For bankers who are turning over every stone possible to cut costs, here's another idea: shut down your old-fashioned pension plans.

Since November of last year, large banks like Bank of America (BAC) and SunTrust Banks (STI) have frozen pensions, halting the accrual of additional benefits for the employees who participate in the plans. A community bank followed suit last month, when $2 billion-asset Rockville Financial (RCKB) of Connecticut froze its pension.

The number of companies that still offer pensions continues to fall nationwide as employers look to cut costs. Instead, companies are leaning on defined-contribution plans.

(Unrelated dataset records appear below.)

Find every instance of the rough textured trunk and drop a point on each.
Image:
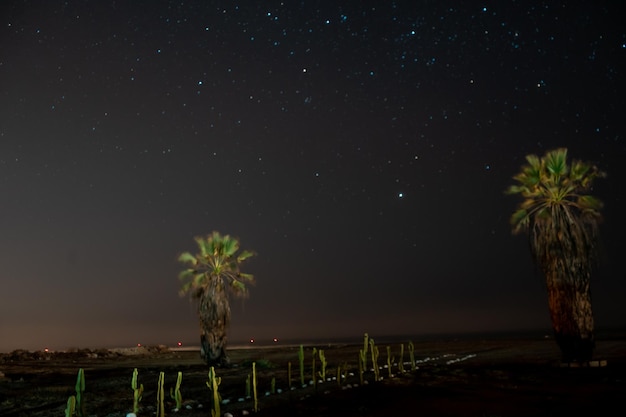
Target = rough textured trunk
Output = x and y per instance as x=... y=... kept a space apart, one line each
x=572 y=319
x=214 y=320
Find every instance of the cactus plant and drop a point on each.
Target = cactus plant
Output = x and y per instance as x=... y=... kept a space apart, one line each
x=71 y=406
x=289 y=374
x=375 y=353
x=80 y=389
x=389 y=361
x=412 y=355
x=401 y=361
x=313 y=376
x=161 y=395
x=322 y=373
x=366 y=344
x=213 y=384
x=301 y=358
x=256 y=401
x=137 y=392
x=362 y=363
x=175 y=393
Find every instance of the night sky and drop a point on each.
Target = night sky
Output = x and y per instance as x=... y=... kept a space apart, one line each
x=360 y=148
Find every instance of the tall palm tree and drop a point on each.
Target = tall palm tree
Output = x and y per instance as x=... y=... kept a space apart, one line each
x=210 y=276
x=561 y=219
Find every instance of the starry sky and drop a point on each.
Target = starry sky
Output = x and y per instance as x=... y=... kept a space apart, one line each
x=360 y=148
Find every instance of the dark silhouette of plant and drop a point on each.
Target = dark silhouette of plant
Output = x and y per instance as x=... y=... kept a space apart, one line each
x=210 y=276
x=561 y=219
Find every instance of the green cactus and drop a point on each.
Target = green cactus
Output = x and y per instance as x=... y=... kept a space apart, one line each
x=362 y=362
x=366 y=344
x=412 y=356
x=175 y=393
x=213 y=384
x=301 y=358
x=289 y=374
x=389 y=361
x=313 y=376
x=401 y=361
x=256 y=400
x=71 y=406
x=161 y=395
x=375 y=352
x=137 y=392
x=322 y=373
x=80 y=389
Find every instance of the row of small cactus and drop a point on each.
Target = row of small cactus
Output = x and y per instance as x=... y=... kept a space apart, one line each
x=75 y=403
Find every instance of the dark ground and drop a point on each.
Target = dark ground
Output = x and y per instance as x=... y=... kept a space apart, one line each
x=505 y=377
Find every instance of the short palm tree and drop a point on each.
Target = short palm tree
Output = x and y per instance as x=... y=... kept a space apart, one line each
x=210 y=276
x=561 y=220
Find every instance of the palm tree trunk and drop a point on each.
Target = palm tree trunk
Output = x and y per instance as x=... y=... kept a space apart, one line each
x=214 y=311
x=572 y=319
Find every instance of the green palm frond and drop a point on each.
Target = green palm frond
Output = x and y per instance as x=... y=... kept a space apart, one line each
x=216 y=263
x=556 y=209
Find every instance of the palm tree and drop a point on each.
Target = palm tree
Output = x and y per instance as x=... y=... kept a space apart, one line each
x=210 y=276
x=561 y=220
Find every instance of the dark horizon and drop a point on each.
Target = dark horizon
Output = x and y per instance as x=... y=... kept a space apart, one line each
x=362 y=151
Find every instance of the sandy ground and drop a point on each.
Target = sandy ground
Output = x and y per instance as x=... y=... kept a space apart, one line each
x=506 y=377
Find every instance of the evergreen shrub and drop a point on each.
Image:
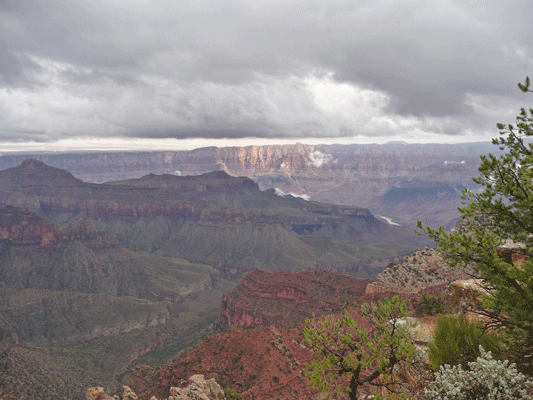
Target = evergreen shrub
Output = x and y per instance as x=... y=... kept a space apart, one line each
x=456 y=340
x=487 y=379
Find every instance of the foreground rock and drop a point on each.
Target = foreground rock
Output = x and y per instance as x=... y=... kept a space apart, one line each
x=198 y=389
x=417 y=272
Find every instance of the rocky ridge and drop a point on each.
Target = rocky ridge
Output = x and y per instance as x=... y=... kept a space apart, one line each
x=265 y=298
x=359 y=175
x=417 y=272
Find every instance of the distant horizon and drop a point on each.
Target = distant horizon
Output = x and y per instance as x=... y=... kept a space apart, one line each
x=140 y=145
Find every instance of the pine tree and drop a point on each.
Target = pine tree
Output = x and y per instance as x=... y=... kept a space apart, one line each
x=502 y=210
x=343 y=348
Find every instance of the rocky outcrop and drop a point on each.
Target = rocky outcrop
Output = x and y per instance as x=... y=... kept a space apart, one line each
x=358 y=175
x=418 y=271
x=259 y=364
x=465 y=295
x=265 y=298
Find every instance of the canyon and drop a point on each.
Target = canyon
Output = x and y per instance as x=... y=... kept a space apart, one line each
x=404 y=182
x=97 y=278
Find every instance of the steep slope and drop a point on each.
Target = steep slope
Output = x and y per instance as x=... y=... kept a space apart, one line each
x=417 y=272
x=76 y=308
x=216 y=219
x=280 y=299
x=340 y=174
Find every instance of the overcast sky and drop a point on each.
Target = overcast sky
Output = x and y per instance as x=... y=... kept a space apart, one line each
x=130 y=71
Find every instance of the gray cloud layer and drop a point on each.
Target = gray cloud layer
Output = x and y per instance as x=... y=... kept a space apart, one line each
x=297 y=68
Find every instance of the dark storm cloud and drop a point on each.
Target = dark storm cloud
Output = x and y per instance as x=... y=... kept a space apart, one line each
x=262 y=68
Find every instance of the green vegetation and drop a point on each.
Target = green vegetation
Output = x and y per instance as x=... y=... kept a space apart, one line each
x=231 y=395
x=502 y=210
x=344 y=348
x=456 y=340
x=486 y=379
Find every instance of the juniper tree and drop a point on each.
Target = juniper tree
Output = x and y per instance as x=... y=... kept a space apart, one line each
x=343 y=348
x=501 y=210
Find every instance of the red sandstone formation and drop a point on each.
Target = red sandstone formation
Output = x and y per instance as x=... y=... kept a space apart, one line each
x=265 y=298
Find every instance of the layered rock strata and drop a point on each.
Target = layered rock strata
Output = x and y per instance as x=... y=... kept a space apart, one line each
x=265 y=298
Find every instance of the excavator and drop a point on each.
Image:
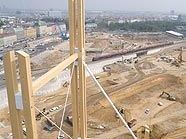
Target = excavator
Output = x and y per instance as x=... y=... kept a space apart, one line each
x=168 y=96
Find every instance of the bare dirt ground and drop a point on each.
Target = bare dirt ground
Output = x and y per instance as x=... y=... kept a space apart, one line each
x=135 y=87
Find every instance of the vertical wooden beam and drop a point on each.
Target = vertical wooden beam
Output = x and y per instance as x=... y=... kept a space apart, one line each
x=27 y=93
x=12 y=88
x=81 y=53
x=74 y=83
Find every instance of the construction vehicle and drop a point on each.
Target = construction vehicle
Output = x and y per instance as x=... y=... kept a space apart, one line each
x=167 y=96
x=39 y=115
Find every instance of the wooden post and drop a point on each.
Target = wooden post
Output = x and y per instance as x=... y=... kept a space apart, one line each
x=27 y=93
x=74 y=83
x=12 y=88
x=81 y=59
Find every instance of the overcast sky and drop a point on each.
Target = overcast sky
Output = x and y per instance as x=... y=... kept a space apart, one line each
x=122 y=5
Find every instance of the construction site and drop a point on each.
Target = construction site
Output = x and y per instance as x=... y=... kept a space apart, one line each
x=97 y=86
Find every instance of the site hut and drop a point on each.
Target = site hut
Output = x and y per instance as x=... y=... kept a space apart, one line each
x=8 y=39
x=20 y=33
x=30 y=33
x=175 y=34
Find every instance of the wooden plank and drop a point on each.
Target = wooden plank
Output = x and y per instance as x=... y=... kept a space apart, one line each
x=12 y=88
x=27 y=93
x=74 y=83
x=44 y=79
x=81 y=59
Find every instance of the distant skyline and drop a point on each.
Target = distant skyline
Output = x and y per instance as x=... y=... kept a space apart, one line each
x=120 y=5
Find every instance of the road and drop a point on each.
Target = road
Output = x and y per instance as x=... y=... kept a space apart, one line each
x=55 y=84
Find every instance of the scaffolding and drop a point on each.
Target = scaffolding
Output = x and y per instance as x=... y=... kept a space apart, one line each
x=27 y=87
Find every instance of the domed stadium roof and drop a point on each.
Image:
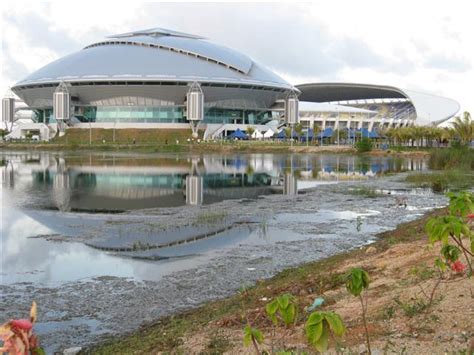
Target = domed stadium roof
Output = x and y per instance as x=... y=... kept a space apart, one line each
x=156 y=55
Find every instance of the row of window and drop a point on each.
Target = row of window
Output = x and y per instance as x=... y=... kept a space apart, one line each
x=168 y=114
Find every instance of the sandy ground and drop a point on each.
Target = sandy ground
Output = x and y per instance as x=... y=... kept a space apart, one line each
x=400 y=273
x=325 y=219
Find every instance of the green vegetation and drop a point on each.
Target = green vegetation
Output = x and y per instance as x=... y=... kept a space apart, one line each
x=282 y=308
x=365 y=191
x=364 y=145
x=454 y=170
x=443 y=180
x=210 y=217
x=320 y=325
x=461 y=158
x=357 y=280
x=253 y=336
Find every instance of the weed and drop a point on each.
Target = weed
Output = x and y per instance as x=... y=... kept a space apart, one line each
x=388 y=312
x=422 y=272
x=217 y=344
x=364 y=191
x=412 y=309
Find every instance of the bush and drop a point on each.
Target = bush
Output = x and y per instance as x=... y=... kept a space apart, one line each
x=364 y=145
x=459 y=158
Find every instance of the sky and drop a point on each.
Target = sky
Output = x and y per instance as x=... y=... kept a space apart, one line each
x=425 y=46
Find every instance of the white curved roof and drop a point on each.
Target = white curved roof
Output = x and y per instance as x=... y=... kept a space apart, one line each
x=429 y=108
x=432 y=108
x=157 y=55
x=305 y=106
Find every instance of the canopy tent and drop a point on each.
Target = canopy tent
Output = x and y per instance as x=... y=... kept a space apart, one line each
x=238 y=134
x=269 y=133
x=327 y=133
x=257 y=134
x=308 y=135
x=365 y=133
x=281 y=134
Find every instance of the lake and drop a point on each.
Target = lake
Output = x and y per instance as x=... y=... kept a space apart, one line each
x=83 y=230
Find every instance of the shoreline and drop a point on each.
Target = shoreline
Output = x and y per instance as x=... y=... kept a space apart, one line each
x=245 y=147
x=197 y=328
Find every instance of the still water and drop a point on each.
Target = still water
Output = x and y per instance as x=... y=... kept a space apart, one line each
x=51 y=202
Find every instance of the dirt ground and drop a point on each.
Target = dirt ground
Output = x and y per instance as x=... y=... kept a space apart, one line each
x=402 y=278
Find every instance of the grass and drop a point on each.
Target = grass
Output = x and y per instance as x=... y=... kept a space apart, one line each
x=461 y=158
x=167 y=334
x=210 y=217
x=364 y=191
x=442 y=181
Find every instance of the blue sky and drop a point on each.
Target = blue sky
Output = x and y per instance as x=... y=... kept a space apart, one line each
x=424 y=46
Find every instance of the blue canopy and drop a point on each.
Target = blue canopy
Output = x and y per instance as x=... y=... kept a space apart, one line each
x=365 y=133
x=281 y=134
x=327 y=133
x=309 y=134
x=238 y=134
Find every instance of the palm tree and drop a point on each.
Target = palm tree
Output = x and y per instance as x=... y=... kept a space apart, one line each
x=464 y=128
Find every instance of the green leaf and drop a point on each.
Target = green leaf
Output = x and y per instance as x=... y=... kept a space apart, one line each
x=322 y=344
x=247 y=335
x=252 y=334
x=313 y=332
x=315 y=318
x=441 y=265
x=335 y=322
x=450 y=252
x=356 y=280
x=283 y=301
x=272 y=307
x=289 y=314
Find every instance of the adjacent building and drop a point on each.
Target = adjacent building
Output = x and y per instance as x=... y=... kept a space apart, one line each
x=158 y=78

Pensions have "been declining steadily for years," says Greg Charleston, a senior managing director at financial consulting firm Conway MacKenzie.

The main problem with traditional defined benefit pensions is that "the company is responsible for pension benefits that may be 40 to 50 years in the future," Charleston says. That situation leaves the company exposed to risks outside its control, such as the performance of the stock and bond markets. By shifting to a 401(k) plan, the risks "will be borne by the employee" instead of the company, he says.

Other community banks that have frozen pensions in the past two years include $1.1 billion-asset Eastern Virginia Bankshares (EVBS) and $8.4 billion-asset National Penn Bancshares (NPBC).

Some banks have taken steps even more drastic. The $1.7 billion-asset MidWestOne Financial Group in Iowa City liquidated its pension in July, paying out all benefits due participants, then closing the plan.

Many banks that allow their pensions to continue to accrue benefits may seek to follow Rockville's lead, especially as artificially low interest rates increase the cost of maintaining a pension plan. About 100 banks that trade on major stock exchanges reported having pension liabilities as of Sept. 30, says Frank Schiraldi, an analyst at Sandler O'Neill & Partners.

It's likely that many of these banks will shut down their defined-benefit pension plans within the next decade, Charleston says.

"The defined-benefit plan is on the verge of extinction," Charleston says.

Rockville simply could not afford to continue the plan, says Bill Crawford, president and chief executive. The cost of maintaining the plan tripled from $700,000 in 2006 to an estimated $2.1 million in 2013.

"We couldn't justify this thing from a shareholder perspective," Crawford says. "We were able to take a lot of volatility out of our earnings and equity by capping this."

The move will save the company $1.1 million next year, a figure that will increase over time, the company said in an Oct. 24 regulatory filing. It will also boost other comprehensive income by about $1.5 million this year, and that figure should also improve "as the future pension liability is now capped," the company said in the filing.

The $1.1 million yearly savings for Rockville equates to 3 cents per share on its earnings, Schiraldi says.

Rockville's pension had 188 participants and $20.8 million of assets, as of Dec. 31, according to the company's tax documents. Rockville had already closed the pension to new employees, in January 2005. The plan will continue to pay benefits to participants.

To compensate employees who have assets in the pension, Rockville will make a "transition contribution" to their 401(k) plans. Rockville also offers an employee stock ownership plan, which it established when it converted from a mutual thrift to stock-owned company, Crawford says.

Even with the ESOP and the supplemental 401(k) contribution, Rockville and other banks that freeze pensions do a disservice to employees, says Nancy Hwa, a spokeswoman at the Pension Rights Center in Washington. Pensions offer guaranteed monthly income in retirement. Freezing pensions also has an outsized effect on older employees, she says.

"They'll have less time to save in a 401(k) what they could have earned in pension benefits," Hwa says.